Databases

Sort-Merge Join

Sort both sides once, then zip them together in a single pass

Sort-merge join joins two tables by sorting both on the join key, then merging them in a single synchronized pass with two cursors — O(n log n + m log m) when sorting dominates, O(n + m) when the inputs already arrive sorted.

  • Sort phaseO(n log n + m log m)
  • Merge phaseO(n + m)
  • Pre-sorted inputsO(n + m)
  • Worst case (skewed key)O(n · m)
  • Join typeEqui-join only
  • Output orderSorted on join key

Interactive visualization

Press play, or step through manually. The visualization is yours to drive — try it before reading on.

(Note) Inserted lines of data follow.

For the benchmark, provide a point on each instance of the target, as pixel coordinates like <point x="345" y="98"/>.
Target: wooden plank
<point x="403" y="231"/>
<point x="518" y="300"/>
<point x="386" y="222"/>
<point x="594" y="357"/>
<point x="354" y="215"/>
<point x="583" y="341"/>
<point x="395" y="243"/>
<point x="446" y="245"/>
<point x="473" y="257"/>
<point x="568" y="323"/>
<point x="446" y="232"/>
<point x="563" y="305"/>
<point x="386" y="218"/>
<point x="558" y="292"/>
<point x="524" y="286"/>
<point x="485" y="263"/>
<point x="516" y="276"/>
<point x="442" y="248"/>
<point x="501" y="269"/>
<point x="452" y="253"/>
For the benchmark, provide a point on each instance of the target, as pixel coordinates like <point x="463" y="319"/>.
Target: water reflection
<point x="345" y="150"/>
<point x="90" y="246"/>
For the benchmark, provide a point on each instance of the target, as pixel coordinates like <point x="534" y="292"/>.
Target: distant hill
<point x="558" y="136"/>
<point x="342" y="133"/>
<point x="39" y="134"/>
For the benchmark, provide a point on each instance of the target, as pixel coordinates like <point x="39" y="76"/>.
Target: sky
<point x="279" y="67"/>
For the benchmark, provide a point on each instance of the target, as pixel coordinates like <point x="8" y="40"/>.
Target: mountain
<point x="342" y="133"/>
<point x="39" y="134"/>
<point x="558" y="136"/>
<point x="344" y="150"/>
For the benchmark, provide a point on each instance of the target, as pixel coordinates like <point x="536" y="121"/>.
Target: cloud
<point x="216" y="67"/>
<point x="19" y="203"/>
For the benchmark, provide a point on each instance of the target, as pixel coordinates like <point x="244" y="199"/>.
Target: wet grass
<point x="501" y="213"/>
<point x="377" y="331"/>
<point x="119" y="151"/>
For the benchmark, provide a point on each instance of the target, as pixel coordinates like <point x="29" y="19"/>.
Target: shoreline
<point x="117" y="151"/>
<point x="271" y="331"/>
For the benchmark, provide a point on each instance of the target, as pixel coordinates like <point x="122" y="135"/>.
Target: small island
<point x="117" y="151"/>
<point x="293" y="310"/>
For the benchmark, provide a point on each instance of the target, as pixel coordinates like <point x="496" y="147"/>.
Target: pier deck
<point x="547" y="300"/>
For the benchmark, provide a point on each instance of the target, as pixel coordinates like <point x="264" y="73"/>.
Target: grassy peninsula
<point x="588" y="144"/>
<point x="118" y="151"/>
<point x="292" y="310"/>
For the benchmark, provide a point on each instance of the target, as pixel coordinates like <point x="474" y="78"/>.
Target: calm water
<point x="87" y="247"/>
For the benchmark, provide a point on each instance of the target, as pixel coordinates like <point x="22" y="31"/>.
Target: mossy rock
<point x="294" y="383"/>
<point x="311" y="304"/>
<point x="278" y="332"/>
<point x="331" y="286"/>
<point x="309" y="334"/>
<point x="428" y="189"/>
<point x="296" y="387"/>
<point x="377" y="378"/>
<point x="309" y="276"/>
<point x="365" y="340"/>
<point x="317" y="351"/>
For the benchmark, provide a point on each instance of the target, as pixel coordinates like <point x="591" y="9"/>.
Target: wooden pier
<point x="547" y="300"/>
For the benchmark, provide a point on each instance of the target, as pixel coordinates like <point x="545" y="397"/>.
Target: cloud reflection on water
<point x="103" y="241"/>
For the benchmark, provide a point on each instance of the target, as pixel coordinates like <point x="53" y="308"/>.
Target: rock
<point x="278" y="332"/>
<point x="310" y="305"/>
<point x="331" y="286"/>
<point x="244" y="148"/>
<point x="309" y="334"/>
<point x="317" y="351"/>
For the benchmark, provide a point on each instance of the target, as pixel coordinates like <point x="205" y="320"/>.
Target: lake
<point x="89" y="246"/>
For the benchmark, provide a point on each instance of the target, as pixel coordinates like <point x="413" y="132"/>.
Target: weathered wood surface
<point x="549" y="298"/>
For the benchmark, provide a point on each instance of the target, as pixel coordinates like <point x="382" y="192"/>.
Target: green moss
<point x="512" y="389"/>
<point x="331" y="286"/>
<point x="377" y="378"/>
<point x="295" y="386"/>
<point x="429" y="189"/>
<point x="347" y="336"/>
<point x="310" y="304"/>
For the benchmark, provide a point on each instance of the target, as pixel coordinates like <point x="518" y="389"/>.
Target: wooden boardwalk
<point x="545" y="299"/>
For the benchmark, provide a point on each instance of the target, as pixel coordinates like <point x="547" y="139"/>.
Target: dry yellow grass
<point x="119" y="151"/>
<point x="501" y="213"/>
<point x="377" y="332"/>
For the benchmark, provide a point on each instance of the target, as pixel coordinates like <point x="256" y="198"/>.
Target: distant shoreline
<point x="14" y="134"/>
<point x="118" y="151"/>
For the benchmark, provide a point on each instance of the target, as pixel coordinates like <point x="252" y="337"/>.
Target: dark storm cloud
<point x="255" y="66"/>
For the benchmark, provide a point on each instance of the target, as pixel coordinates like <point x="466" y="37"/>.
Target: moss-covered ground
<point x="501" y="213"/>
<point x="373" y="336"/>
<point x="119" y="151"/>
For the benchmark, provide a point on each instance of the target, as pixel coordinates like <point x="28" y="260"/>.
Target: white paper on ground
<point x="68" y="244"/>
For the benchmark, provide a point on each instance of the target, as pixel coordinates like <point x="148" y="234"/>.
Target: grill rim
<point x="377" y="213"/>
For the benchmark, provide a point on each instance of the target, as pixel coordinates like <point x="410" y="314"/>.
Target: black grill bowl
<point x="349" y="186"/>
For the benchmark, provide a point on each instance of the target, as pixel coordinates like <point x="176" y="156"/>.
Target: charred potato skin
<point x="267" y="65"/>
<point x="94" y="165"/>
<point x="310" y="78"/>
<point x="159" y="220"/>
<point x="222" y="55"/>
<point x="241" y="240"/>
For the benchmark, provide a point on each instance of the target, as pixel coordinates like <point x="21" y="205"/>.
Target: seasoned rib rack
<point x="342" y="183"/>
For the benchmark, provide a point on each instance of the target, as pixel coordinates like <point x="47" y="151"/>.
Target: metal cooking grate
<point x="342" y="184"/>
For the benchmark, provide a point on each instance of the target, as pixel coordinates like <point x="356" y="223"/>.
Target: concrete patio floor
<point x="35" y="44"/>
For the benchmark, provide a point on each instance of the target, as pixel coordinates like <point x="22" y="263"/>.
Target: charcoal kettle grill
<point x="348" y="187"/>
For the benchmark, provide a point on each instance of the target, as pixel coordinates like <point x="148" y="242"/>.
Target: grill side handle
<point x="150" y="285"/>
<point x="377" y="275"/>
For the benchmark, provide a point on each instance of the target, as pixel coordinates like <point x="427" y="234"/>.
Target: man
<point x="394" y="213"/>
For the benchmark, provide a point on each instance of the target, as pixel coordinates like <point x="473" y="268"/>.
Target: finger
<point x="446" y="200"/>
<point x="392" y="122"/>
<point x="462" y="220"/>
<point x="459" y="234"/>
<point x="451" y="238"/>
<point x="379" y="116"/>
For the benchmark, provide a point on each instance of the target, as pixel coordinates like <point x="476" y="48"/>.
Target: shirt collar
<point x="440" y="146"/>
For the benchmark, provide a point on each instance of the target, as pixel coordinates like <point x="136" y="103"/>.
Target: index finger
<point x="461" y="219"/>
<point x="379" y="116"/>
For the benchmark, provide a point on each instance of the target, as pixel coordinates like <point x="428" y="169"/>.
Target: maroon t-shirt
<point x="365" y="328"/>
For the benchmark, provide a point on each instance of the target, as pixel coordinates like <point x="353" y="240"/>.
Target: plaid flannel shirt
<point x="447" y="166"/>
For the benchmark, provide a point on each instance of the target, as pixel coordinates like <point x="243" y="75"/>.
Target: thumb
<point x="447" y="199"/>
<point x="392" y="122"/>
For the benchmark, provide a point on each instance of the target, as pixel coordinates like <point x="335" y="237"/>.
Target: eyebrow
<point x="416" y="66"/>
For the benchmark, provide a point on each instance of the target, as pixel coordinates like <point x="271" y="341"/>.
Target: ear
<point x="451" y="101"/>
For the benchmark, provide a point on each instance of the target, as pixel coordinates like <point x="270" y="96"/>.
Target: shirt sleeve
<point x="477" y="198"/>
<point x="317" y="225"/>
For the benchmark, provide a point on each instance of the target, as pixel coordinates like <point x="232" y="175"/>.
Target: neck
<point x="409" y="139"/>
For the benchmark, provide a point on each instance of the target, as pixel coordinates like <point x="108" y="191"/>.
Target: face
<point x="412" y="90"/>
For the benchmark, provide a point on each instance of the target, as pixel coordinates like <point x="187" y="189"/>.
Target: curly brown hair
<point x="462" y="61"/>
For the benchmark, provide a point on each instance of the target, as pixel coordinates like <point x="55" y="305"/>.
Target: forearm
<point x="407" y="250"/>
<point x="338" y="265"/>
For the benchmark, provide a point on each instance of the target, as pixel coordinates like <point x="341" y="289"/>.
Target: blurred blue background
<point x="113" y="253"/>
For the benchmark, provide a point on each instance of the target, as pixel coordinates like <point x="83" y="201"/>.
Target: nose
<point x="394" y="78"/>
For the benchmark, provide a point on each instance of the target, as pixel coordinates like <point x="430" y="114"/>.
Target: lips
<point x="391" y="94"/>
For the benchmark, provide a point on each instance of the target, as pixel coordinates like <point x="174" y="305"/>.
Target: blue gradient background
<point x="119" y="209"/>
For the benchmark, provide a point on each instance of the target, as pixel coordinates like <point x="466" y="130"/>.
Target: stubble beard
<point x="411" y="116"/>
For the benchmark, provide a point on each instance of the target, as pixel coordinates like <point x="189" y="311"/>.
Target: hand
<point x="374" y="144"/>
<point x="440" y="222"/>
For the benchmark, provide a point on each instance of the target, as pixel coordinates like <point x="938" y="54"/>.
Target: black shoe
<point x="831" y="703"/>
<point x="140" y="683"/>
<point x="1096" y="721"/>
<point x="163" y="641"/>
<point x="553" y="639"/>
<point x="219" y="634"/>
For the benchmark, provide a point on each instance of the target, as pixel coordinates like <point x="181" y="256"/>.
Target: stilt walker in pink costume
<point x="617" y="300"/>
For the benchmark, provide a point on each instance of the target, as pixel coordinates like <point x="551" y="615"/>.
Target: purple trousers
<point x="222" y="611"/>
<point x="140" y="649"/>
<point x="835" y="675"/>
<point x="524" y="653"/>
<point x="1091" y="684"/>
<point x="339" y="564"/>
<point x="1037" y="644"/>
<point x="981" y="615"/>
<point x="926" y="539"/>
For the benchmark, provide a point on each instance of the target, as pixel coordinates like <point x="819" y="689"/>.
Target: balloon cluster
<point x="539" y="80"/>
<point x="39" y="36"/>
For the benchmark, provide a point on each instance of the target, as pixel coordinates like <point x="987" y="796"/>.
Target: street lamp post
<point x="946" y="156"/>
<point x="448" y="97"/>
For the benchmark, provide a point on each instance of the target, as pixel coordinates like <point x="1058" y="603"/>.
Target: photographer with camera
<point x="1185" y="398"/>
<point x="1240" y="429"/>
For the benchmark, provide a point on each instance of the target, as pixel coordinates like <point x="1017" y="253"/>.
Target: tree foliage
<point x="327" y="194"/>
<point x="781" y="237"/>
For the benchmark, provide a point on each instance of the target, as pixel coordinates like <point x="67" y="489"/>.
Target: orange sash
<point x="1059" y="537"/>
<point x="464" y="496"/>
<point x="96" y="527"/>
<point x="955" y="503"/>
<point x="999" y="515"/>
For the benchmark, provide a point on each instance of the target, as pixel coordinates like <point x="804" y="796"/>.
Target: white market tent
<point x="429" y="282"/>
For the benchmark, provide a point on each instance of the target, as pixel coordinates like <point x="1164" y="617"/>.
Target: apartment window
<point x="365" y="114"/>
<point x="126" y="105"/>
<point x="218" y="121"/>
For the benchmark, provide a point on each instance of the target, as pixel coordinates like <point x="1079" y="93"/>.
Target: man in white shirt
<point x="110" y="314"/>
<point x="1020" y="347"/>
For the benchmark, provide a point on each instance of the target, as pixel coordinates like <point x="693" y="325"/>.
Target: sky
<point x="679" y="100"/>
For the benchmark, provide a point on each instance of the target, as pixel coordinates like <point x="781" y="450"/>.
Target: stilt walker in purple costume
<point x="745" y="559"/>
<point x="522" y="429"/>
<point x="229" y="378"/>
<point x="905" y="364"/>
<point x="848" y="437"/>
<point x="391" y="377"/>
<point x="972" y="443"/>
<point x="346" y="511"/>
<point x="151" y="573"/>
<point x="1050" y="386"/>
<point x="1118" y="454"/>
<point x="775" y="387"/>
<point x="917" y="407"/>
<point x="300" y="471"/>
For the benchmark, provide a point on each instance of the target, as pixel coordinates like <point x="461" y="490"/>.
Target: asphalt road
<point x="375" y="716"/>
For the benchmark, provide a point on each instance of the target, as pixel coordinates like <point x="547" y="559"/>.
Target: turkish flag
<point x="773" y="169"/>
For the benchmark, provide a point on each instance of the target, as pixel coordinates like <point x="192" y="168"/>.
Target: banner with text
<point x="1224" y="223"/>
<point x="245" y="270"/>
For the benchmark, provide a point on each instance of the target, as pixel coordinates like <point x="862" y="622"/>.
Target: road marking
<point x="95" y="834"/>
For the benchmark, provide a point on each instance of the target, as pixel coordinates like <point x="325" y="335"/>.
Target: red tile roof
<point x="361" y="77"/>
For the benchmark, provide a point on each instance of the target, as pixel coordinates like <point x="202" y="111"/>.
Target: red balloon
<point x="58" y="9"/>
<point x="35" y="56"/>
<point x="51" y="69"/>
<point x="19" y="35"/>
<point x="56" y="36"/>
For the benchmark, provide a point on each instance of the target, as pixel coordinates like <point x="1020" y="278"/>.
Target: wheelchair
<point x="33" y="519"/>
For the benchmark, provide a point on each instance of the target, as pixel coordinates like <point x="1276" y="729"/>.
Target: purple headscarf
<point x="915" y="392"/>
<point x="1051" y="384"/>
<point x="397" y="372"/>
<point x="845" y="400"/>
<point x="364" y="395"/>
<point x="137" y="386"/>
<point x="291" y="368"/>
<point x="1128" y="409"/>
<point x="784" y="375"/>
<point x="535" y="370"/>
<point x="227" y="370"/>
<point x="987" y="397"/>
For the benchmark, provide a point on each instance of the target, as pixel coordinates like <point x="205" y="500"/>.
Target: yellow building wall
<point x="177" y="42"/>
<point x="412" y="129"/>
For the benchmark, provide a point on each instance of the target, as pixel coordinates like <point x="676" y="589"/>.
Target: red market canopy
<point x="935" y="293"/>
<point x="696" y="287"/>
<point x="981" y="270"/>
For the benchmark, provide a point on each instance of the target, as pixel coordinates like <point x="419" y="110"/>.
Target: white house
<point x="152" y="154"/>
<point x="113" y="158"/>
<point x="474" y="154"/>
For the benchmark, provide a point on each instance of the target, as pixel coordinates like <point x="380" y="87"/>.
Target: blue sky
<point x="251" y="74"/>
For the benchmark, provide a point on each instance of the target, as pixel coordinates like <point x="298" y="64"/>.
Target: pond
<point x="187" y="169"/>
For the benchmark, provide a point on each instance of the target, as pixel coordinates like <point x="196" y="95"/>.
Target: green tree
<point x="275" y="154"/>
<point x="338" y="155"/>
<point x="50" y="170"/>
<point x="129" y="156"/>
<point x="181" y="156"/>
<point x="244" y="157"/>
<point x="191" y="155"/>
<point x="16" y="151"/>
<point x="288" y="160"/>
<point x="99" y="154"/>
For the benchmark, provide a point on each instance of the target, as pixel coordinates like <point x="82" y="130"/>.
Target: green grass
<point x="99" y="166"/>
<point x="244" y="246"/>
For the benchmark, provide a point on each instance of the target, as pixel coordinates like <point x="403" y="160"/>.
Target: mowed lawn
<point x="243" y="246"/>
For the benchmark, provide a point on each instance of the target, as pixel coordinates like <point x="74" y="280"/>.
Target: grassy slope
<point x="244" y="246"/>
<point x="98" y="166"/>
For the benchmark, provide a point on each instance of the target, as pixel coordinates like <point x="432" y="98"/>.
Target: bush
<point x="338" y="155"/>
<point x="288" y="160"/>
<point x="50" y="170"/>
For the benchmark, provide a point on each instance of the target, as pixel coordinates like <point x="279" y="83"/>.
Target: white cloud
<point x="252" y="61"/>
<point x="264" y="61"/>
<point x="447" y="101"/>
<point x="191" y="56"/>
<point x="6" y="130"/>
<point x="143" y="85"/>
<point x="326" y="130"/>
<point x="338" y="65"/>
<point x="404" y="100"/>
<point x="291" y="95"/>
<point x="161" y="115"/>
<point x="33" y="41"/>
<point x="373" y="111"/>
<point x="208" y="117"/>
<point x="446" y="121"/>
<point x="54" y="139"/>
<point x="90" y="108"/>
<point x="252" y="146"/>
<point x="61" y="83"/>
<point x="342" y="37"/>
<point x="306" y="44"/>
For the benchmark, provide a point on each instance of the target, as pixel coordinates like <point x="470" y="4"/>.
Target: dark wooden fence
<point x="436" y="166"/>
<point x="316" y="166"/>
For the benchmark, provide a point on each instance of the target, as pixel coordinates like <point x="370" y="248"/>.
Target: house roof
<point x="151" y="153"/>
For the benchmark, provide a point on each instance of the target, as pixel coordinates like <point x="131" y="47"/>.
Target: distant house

Open visualization fullscreen ↗

Watch the 60-second explainer

A condensed visual walkthrough — narrated, captioned, under a minute.

How sort-merge join works

A join answers a simple question — "for each row on the left, which rows on the right share the same key?" — but answering it naively is quadratic. A nested-loop join compares every left row against every right row: 1 million rows joined to 1 million rows is 1012 comparisons. Sort-merge join trades that quadratic scan for a tiny bit of preparation. Once both inputs are sorted on the join key, the matches line up next to each other, and you can find them all in one walk down the two sorted lists.

The algorithm has exactly two phases:

  1. Sort. Sort the left input on the join key. Sort the right input on the same key. For large inputs this is an external merge sort — break the data into memory-sized runs, sort each, and merge the runs. If the data already comes pre-sorted (from a B+ tree index, or as the output of a previous operator), this phase is free.
  2. Merge. Place a cursor at the top of each sorted input. Compare the two keys under the cursors. If the left key is smaller, advance the left cursor; if the right key is smaller, advance the right cursor; if they're equal, emit the match and advance carefully (more on that below). Repeat until one input runs out.

The merge pass is the same merge step you already know from merge sort — but instead of interleaving two sorted lists into one, you're pairing up rows with equal keys. It scans each input exactly once, so the merge itself is O(n + m).

The one subtlety is duplicate keys. If key 42 appears three times on the left and twice on the right, the join must emit all 3 × 2 = 6 pairs — a Cartesian product of the two matching groups. You handle this by marking the start of the right group, replaying it for every left row that shares the key, and only moving on once the left key changes.

The synchronized merge, step by step

Consider these two already-sorted inputs joining on a shared key:

Left  (L):  10  20  20  30  50
Right (R):  20  20  30  40  50

cursors:  l=10, r=20  → 10 < 20, advance L
          l=20, r=20  → match! mark r at 20. Emit (20,20a),(20,20b).
                         left has another 20 → restore r, emit (20,20a),(20,20b)
                         left key changes to 30 → drop the mark, advance R past the 20s
          l=30, r=30  → match! emit (30,30)
          l=50, r=40  → 50 > 40, advance R
          l=50, r=50  → match! emit (50,50)
          L or R exhausted → done

Two things to notice. First, every comparison either emits a row or advances exactly one cursor, so the work is bounded by the input sizes plus the output size. Second, the mark-and-restore on the right cursor is the only place the linear scan breaks down — when both sides have long duplicate runs, you replay the right run once per left duplicate, which is where the O(n · m) worst case comes from.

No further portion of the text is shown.